Eppure il dubbio lacerante ha costretto sulla difensiva il presidente della Regione Emilia Romagna. “Nessuna sottovalutazione dei problemi – ha replicato in aula – ma è necessario un approfondimento tuttora in corso, abbiamo sempre agito in buona fede per interpretare nel migliore dei modi le indicazioni forniteci dalla relazione scaturita dal lavoro della commissione Ichese”. Per respingere i sospetti sulla sua buona fede e sul ritardo con cui è stato reso pubblico lo studio, Errani ha precisato che “nella relazione si parla di dati statistici rispetto alle condizioni reali dell’assetto geodinamico del territorio, per questo ho pensato che per non generare allarme si dovessero fare ulteriori approfondimenti”. Si è detto dispiaciuto e comunque disposto ad applicare “quel principio di precauzione per cui abbiamo bloccato tutte le ricerche e le nuove concessioni, quindi continuando l’attività positiva da noi avviata e adottando con serietà le linee guida che scaturiranno dal gruppo di lavoro attivo al ministero”.

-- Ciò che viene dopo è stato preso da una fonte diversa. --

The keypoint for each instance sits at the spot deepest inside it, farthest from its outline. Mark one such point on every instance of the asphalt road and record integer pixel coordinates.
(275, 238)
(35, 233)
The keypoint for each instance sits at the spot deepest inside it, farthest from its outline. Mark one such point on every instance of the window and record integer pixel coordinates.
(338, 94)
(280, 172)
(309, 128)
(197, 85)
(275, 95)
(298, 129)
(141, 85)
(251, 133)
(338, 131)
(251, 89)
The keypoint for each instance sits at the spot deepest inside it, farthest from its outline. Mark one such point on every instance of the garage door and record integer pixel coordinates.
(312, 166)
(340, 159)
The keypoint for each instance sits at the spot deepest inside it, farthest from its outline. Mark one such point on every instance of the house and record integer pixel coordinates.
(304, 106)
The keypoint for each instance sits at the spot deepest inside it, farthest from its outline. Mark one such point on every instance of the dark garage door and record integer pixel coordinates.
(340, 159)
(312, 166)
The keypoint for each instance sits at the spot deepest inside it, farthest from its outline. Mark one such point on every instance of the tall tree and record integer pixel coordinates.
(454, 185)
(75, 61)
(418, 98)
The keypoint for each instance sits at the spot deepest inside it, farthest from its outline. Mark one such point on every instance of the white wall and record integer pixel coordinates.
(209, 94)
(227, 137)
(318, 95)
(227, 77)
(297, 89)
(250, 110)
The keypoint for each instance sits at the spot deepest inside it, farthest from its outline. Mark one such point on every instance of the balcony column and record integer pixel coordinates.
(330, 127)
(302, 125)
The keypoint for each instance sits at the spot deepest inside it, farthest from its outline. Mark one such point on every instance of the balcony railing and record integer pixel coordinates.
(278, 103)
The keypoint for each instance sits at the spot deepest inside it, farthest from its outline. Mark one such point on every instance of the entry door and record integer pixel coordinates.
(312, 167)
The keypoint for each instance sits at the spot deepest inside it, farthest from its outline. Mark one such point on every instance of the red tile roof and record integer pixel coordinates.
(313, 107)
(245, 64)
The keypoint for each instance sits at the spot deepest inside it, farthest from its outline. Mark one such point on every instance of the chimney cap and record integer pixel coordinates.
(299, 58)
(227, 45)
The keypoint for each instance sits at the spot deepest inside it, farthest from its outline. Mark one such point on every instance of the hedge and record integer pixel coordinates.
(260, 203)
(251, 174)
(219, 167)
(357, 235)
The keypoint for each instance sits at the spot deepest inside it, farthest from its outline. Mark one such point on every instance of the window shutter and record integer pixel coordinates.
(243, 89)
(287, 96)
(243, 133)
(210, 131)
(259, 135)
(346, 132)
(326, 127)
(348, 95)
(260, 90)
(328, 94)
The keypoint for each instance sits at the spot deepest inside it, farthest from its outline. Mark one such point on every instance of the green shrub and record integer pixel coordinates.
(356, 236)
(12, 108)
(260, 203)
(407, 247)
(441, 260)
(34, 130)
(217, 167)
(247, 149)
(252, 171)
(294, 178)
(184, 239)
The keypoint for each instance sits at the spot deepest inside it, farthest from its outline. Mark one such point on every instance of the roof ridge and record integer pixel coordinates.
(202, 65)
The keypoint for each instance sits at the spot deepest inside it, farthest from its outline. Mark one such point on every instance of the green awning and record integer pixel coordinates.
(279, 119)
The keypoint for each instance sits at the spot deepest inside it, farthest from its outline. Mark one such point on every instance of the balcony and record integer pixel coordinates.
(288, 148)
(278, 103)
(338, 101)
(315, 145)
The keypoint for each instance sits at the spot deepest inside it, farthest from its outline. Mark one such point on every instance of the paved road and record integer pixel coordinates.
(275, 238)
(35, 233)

Le mezze ammissioni, o scuse per la scarsa trasparenza, non hanno placato le opposizioni in consiglio regionale. Il M5S ha chiesto alla regione di revocare tutte le autorizzazioni rilasciate per il prelievo di idrocarburi. Sulla stessa linea anche Lega e Forza Italia, molto critica anche Sel. “Ma la Regione – ha precisato l’assessore alle attività produttive rivolgendosi ai comitati presenti in aula – non è titolata a revocare le concessioni”. Fds si augura che il dossier suggerisca alla politica l’urgenza di superare il “far west” dello sfruttamento del suolo da parte delle compagnie petrolifere.